Scientists worldwide see indisputable evidence that the earth is warming, and in some cases rapidly. Human activities, such as the burning of fossil fuels for electricity, heat, and transportation, are responsible for releasing the majority of greenhouse gases into the atmosphere. This, in turn, has been the dominant cause of the observed planetary warming since the mid-20th century.
One of the most significant ways that climate change is affecting the world is by melting glaciers. Arctic sea ice has thinned significantly over the past half century, and its extent has declined by about 10 percent in the past 30 years
A key driver of sea level rise is the melting of land-based ice caps and glaciers worldwide. This combination of effects has played the major role in raising average global sea level between four and eight inches (10 and 20 centimeters) in the past hundred years, according to the Intergovernmental Panel on Climate Change (IPCC).
Additionally, when salt water intrudes into freshwater aquifers, it threatens sources of drinking water and makes raising crops problematic.

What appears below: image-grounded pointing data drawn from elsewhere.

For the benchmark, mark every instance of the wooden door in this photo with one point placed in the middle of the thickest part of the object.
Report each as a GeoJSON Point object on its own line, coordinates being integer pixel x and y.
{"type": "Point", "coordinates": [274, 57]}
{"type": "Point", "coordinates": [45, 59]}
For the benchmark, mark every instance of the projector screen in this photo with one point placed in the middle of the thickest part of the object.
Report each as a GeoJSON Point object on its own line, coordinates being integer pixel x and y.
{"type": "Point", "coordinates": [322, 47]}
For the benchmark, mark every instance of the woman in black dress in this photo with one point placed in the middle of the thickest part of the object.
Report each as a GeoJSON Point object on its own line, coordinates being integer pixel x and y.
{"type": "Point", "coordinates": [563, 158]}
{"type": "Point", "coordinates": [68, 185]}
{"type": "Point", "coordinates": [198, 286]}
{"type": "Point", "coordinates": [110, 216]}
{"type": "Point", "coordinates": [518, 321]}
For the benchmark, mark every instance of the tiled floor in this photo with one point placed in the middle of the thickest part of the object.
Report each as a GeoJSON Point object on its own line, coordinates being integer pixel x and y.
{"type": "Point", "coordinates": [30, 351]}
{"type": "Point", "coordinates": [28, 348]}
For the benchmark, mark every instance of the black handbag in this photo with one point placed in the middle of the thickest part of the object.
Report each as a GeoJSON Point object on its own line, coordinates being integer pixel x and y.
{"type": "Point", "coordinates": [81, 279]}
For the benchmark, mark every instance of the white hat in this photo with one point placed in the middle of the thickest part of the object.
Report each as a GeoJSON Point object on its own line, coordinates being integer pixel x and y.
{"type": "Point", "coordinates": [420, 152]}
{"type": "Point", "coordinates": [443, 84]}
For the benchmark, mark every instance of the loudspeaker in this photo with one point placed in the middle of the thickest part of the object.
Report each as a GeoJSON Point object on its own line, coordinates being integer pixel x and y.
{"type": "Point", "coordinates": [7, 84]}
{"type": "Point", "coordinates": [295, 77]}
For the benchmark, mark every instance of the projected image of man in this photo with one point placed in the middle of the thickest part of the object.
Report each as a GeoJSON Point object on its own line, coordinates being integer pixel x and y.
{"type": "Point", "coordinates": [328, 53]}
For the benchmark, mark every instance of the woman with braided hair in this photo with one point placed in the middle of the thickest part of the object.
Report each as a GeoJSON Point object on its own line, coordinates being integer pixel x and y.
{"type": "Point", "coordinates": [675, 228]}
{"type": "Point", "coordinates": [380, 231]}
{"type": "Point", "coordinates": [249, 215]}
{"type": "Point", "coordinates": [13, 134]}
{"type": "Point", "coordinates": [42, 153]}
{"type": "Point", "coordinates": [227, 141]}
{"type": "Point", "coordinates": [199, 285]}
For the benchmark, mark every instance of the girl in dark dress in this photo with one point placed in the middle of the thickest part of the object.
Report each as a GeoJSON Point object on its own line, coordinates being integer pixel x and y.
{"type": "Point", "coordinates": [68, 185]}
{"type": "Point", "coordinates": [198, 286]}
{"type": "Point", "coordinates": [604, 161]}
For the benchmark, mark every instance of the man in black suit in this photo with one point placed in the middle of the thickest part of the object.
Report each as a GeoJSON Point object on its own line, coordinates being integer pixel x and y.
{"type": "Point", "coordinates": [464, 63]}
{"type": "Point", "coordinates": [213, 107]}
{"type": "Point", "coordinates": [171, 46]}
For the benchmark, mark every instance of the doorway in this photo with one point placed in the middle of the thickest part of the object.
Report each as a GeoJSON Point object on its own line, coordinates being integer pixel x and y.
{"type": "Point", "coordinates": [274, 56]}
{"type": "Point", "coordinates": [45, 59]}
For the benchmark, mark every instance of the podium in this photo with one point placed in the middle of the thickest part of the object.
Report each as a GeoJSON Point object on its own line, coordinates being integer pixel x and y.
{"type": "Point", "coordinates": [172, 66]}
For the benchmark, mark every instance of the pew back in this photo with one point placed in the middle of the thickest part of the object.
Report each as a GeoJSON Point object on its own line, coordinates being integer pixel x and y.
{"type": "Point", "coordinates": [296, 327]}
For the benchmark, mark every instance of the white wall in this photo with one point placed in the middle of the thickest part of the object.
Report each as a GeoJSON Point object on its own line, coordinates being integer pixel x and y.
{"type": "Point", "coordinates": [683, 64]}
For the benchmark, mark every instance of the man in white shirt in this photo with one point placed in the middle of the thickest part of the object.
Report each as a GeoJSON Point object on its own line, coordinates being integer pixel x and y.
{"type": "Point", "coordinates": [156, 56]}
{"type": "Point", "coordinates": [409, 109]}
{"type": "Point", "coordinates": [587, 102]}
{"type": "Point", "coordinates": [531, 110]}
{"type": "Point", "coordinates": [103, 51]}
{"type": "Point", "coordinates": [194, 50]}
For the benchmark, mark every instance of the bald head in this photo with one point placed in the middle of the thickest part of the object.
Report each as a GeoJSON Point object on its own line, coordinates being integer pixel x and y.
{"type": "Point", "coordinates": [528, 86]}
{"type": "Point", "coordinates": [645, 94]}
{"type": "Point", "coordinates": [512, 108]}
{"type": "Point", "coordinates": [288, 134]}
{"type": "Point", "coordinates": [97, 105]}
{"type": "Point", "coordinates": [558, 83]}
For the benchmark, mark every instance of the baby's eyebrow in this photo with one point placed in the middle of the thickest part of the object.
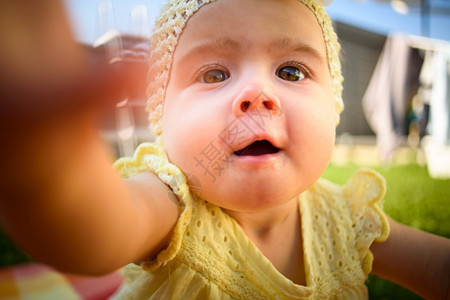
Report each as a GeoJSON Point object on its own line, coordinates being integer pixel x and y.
{"type": "Point", "coordinates": [286, 45]}
{"type": "Point", "coordinates": [218, 46]}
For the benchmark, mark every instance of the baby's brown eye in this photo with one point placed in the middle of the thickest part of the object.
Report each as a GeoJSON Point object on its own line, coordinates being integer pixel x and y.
{"type": "Point", "coordinates": [214, 76]}
{"type": "Point", "coordinates": [290, 73]}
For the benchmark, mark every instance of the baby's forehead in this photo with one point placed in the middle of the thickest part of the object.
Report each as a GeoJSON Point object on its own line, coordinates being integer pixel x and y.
{"type": "Point", "coordinates": [240, 25]}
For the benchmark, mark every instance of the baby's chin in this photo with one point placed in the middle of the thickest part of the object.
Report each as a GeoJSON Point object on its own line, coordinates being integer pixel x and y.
{"type": "Point", "coordinates": [248, 199]}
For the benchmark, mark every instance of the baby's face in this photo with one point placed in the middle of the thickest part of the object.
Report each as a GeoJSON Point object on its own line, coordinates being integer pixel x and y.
{"type": "Point", "coordinates": [249, 114]}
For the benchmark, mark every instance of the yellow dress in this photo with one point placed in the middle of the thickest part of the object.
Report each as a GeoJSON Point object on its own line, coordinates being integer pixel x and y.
{"type": "Point", "coordinates": [210, 257]}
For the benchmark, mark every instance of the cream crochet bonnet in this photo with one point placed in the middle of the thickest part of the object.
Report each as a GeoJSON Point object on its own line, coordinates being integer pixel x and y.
{"type": "Point", "coordinates": [168, 28]}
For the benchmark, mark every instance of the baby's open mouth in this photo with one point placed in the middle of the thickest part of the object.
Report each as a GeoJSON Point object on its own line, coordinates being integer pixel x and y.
{"type": "Point", "coordinates": [257, 148]}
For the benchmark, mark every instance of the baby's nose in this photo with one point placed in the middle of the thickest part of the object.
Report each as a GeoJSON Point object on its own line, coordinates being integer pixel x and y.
{"type": "Point", "coordinates": [253, 97]}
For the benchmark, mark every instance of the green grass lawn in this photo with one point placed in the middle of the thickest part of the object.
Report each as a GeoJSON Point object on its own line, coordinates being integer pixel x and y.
{"type": "Point", "coordinates": [413, 198]}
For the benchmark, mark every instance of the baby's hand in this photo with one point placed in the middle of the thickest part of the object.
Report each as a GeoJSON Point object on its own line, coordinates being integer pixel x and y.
{"type": "Point", "coordinates": [44, 72]}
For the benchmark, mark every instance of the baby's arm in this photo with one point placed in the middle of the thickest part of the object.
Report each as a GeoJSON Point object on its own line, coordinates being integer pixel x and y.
{"type": "Point", "coordinates": [415, 259]}
{"type": "Point", "coordinates": [60, 198]}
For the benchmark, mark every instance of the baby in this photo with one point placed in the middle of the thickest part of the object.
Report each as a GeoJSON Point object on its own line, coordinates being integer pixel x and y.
{"type": "Point", "coordinates": [227, 204]}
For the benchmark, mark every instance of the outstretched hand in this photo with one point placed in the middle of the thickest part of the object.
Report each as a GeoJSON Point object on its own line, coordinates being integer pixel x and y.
{"type": "Point", "coordinates": [45, 72]}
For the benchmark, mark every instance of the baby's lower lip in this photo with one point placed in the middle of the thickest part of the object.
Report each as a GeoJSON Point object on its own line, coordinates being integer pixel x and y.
{"type": "Point", "coordinates": [256, 159]}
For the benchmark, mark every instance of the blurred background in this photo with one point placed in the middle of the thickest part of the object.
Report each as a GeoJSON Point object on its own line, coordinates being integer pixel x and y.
{"type": "Point", "coordinates": [396, 65]}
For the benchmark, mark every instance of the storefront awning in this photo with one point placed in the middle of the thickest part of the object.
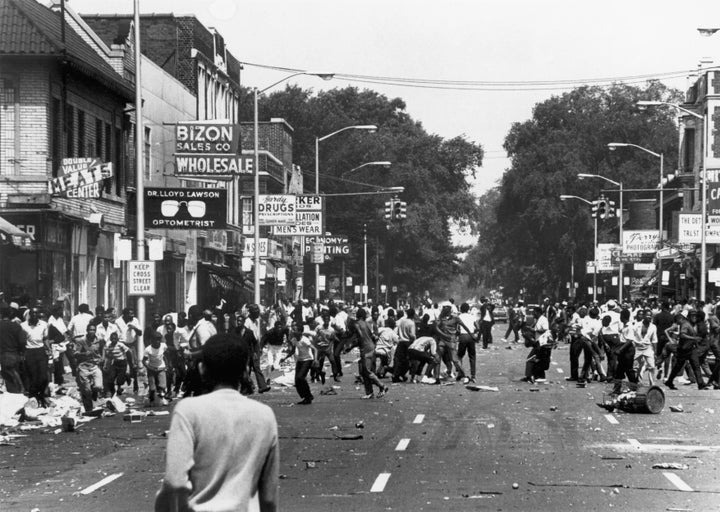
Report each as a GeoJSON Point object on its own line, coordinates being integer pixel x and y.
{"type": "Point", "coordinates": [10, 229]}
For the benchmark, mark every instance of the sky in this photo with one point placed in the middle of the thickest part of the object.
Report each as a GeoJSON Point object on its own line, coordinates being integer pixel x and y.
{"type": "Point", "coordinates": [456, 40]}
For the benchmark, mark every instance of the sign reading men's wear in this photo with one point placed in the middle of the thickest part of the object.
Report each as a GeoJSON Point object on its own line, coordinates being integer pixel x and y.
{"type": "Point", "coordinates": [141, 278]}
{"type": "Point", "coordinates": [209, 149]}
{"type": "Point", "coordinates": [185, 208]}
{"type": "Point", "coordinates": [80, 178]}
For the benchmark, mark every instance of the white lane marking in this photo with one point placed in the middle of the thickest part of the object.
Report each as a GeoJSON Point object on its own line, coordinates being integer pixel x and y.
{"type": "Point", "coordinates": [611, 419]}
{"type": "Point", "coordinates": [104, 481]}
{"type": "Point", "coordinates": [380, 482]}
{"type": "Point", "coordinates": [677, 482]}
{"type": "Point", "coordinates": [402, 445]}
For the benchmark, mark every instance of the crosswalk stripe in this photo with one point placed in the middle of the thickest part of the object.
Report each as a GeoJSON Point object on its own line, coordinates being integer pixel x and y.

Projections show that oceans will rise on average by 1-4 feet across the globe by 2100, which could cause striking changes in the world’s coastlines and has the potential to be an unmitigated global disaster.
And while that certainly sounds bleak, all is not lost. If we steer our emissions away from current levels, we might be able to reduce the chances of outright collapse during this century to about 10 percent. Renewables, which are now cost-competitive with fossil fuels, can help forge a sustainable path forward.